Don McLean, spokesman for the climate action group Hamilton 350, says there may be factors other than the pandemic that have contributed to Enbridge’s decision, noting that “there has been a lot of opposition.”
BREAKING: We’ve just heard that Enbridge is withdrawing their application to run a new fracked gas pipeline across rural #HamOnt! They blame the pandemic, but we know that organized resistance has played a role. They say they may try again next year, but we’ll be ready!

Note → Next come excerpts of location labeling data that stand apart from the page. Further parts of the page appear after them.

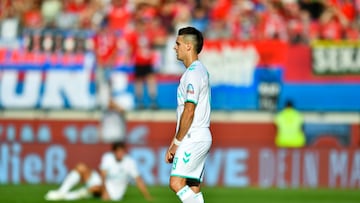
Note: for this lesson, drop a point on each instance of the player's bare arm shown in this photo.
(143, 189)
(185, 122)
(104, 193)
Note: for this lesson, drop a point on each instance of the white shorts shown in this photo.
(116, 189)
(94, 180)
(189, 159)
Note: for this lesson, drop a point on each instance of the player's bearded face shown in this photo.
(179, 47)
(119, 154)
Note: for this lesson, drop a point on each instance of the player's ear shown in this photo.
(189, 46)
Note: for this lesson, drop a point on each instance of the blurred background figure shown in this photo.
(289, 123)
(143, 53)
(116, 168)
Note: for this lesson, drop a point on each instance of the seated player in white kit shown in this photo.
(116, 171)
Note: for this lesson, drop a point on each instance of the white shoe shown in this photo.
(54, 195)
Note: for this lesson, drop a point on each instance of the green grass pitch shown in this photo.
(162, 194)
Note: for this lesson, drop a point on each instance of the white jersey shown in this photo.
(119, 173)
(195, 87)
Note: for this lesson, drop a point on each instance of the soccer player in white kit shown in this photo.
(116, 171)
(192, 140)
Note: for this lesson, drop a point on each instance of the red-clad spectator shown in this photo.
(272, 24)
(105, 47)
(242, 20)
(347, 7)
(119, 15)
(296, 21)
(352, 32)
(75, 6)
(332, 24)
(142, 50)
(167, 14)
(32, 18)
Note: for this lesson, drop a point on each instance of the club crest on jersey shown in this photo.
(190, 89)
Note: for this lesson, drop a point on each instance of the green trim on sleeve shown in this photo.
(191, 101)
(186, 177)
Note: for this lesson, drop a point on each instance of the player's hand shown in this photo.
(169, 157)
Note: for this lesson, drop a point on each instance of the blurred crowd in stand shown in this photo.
(295, 21)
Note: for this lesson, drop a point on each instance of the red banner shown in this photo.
(243, 154)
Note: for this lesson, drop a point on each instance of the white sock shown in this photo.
(186, 195)
(77, 194)
(199, 197)
(72, 179)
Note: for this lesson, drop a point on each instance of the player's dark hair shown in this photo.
(199, 39)
(118, 145)
(289, 103)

— Hamilton 350 (@Hamilton_350) October 22, 2020
The new 48-inch diameter pipeline would require Enbridge to widen an existing easement through the environmentally sensitive Beverly Swamp, and across both Spencer Creek and Bronte Creek.
McLean notes that the Hamilton Conservation Authority (HCA) board voted unanimously to require an ecological study of the pipeline route and an independent peer review before it would consider providing the easements sought by Enbridge.
The HCA’s position was later endorsed unanimously by Hamilton City Council.
“It’s crazy that anyone is even contemplating expanding fossil fuel infrastructure when we are in a climate emergency,” McLean says.
McLean adds that his grassroots organization will remain on alert and continue “watching this situation.”
An Enbridge representative appeared before city councillors in February, prior to the start of the COVID-19 pandemic, said the $206-million project would follow an existing pipeline corridor, create jobs and generate new tax revenue for Hamilton.
The company then put the project on hold in May, ahead of a scheduled OEB hearing, as it waited to see how “uncertainties” would affect future demand for fuel.